Managing ACLs on Gen 2 Data Lake
Hello!
Authorising access to data can become a very difficult task to manage if not enough thought is given to how to manage authorization at the beginning of using data, and this is especially true of something like Azure Data Lake, because it’s going to store a large amount of data across a lot of directories. The access control model to data presents a number of options, the most straightforward to use is RBAC. But these are called “coarse-grained” for a reason; they do not allow for specific access to directories, just the entre storage account. If you store your data across many storage accounts and cna manage access this way then this is not really a problem, but it is highly unlikely anyone can effectively use the RBAC permissions on their own.

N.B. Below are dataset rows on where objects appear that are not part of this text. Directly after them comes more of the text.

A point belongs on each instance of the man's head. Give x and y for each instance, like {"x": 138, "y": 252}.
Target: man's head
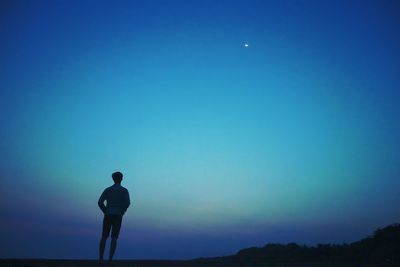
{"x": 117, "y": 177}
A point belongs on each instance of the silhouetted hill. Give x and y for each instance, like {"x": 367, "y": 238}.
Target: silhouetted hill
{"x": 382, "y": 247}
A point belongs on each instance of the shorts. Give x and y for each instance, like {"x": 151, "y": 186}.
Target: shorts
{"x": 114, "y": 222}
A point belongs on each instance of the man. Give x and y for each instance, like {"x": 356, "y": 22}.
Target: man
{"x": 118, "y": 201}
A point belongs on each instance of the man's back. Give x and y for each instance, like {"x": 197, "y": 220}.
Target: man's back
{"x": 117, "y": 198}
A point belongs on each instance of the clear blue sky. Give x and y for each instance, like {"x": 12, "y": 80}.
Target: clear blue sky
{"x": 294, "y": 138}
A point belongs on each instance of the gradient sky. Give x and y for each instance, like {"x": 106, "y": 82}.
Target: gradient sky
{"x": 294, "y": 138}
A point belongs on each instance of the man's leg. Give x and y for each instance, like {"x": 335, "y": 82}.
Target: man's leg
{"x": 104, "y": 236}
{"x": 113, "y": 246}
{"x": 101, "y": 249}
{"x": 114, "y": 234}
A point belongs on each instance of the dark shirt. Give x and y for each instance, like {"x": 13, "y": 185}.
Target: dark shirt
{"x": 117, "y": 198}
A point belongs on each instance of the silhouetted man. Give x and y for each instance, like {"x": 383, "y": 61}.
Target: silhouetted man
{"x": 118, "y": 201}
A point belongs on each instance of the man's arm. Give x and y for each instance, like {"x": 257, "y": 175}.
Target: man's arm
{"x": 101, "y": 201}
{"x": 127, "y": 201}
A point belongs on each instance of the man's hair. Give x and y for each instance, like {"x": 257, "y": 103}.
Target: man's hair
{"x": 117, "y": 177}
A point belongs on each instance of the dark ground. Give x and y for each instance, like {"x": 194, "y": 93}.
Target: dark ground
{"x": 172, "y": 263}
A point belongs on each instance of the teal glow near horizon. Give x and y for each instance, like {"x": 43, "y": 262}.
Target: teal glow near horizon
{"x": 298, "y": 130}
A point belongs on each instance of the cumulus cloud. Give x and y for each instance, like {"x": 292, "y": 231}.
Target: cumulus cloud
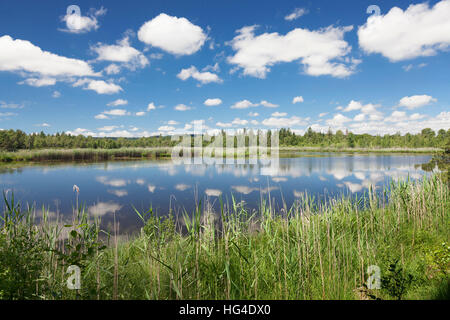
{"x": 418, "y": 31}
{"x": 120, "y": 52}
{"x": 322, "y": 52}
{"x": 212, "y": 102}
{"x": 203, "y": 77}
{"x": 118, "y": 102}
{"x": 267, "y": 104}
{"x": 297, "y": 13}
{"x": 81, "y": 24}
{"x": 182, "y": 107}
{"x": 298, "y": 99}
{"x": 112, "y": 69}
{"x": 279, "y": 114}
{"x": 369, "y": 110}
{"x": 23, "y": 56}
{"x": 39, "y": 82}
{"x": 338, "y": 120}
{"x": 172, "y": 34}
{"x": 166, "y": 128}
{"x": 280, "y": 122}
{"x": 416, "y": 101}
{"x": 244, "y": 104}
{"x": 116, "y": 112}
{"x": 99, "y": 86}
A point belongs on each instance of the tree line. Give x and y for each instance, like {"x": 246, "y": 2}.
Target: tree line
{"x": 13, "y": 140}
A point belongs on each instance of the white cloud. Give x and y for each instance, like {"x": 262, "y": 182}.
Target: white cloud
{"x": 116, "y": 112}
{"x": 337, "y": 120}
{"x": 39, "y": 82}
{"x": 82, "y": 24}
{"x": 107, "y": 128}
{"x": 172, "y": 34}
{"x": 297, "y": 13}
{"x": 118, "y": 102}
{"x": 120, "y": 52}
{"x": 203, "y": 77}
{"x": 99, "y": 86}
{"x": 212, "y": 102}
{"x": 416, "y": 32}
{"x": 244, "y": 104}
{"x": 152, "y": 106}
{"x": 319, "y": 51}
{"x": 239, "y": 122}
{"x": 298, "y": 99}
{"x": 224, "y": 125}
{"x": 166, "y": 128}
{"x": 279, "y": 122}
{"x": 267, "y": 104}
{"x": 369, "y": 110}
{"x": 416, "y": 101}
{"x": 112, "y": 69}
{"x": 101, "y": 116}
{"x": 81, "y": 131}
{"x": 21, "y": 55}
{"x": 182, "y": 107}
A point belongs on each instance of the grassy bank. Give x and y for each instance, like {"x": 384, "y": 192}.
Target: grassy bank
{"x": 165, "y": 152}
{"x": 84, "y": 154}
{"x": 361, "y": 150}
{"x": 307, "y": 251}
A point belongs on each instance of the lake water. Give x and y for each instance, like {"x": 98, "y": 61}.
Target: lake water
{"x": 115, "y": 187}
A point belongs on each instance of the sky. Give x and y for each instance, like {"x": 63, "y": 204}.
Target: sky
{"x": 141, "y": 68}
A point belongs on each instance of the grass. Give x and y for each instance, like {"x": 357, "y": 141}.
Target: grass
{"x": 84, "y": 154}
{"x": 307, "y": 251}
{"x": 363, "y": 150}
{"x": 43, "y": 155}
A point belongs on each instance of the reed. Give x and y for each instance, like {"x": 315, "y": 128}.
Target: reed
{"x": 308, "y": 251}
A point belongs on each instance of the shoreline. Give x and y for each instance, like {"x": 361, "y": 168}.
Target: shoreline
{"x": 124, "y": 154}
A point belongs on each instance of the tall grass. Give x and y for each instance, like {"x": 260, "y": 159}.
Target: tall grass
{"x": 307, "y": 251}
{"x": 87, "y": 154}
{"x": 84, "y": 154}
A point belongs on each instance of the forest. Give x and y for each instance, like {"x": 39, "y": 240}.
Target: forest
{"x": 13, "y": 140}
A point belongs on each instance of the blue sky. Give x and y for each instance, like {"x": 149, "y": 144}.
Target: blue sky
{"x": 141, "y": 68}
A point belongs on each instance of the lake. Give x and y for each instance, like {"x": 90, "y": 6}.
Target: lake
{"x": 115, "y": 187}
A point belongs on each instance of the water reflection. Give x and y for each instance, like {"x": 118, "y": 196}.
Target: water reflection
{"x": 114, "y": 188}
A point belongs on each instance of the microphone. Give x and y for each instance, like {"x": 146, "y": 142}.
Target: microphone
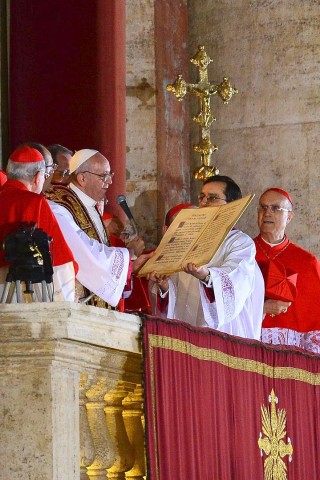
{"x": 122, "y": 202}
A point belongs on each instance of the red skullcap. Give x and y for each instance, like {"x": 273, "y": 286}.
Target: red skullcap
{"x": 26, "y": 155}
{"x": 282, "y": 192}
{"x": 3, "y": 178}
{"x": 174, "y": 210}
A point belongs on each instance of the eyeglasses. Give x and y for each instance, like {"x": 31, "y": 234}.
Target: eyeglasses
{"x": 64, "y": 173}
{"x": 50, "y": 169}
{"x": 273, "y": 208}
{"x": 211, "y": 197}
{"x": 104, "y": 176}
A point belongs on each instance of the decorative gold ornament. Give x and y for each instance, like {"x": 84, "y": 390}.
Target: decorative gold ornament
{"x": 204, "y": 90}
{"x": 274, "y": 427}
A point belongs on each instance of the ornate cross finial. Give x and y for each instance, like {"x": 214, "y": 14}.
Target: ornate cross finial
{"x": 274, "y": 427}
{"x": 204, "y": 90}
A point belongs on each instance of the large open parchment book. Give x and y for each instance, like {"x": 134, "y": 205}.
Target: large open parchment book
{"x": 195, "y": 236}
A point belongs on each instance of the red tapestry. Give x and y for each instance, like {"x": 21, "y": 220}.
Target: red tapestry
{"x": 223, "y": 408}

So the next step is to incorporate the use of Access Control Lists (ACLs), which will contain an entry for an Azure AD object and the combinations of permissions (read, write,execute) it has on the relevant directory/file.
credit Microsoft Docs
This is the “fine-grained” approach to managing data access, because the permissions need to be set at the file level, including all the folder from the root to the directory; this is what the “execute” permission authorises.
credit Microsoft Docs
Access Control Lists in Azure Data Lake Storage Gen 2 is a concept it is important to understand, and as it is always worth reading and re-reading the documentation on this, because not only is the documentation very thorough and explains in details the concepts, but also because it is more complex than the RBAC model it can get a lot more difficult to manage, which brings us back to the beginning of this post: authorizing access to data is hard and can go wrong very easily if not managed properly.
With that in mind, some time last year I published a PowerShell module that can be used to create folders and apply ACLs to the folders. The readme contains all the info you need to get started. The concept is that you want to keep the access control lists as shallow as possible and to populate the default ACLs at the right level so that everything underneath the directory inherits the right permissions, and to add users to groups that already have an entry.
Anyway, lots and lots of tests have been written but it is hidden in a private Azure DevOps project because of the risk of exposing secrets. Hopefully something clever with managed identities can be done but that will mean using self-hosted build agents.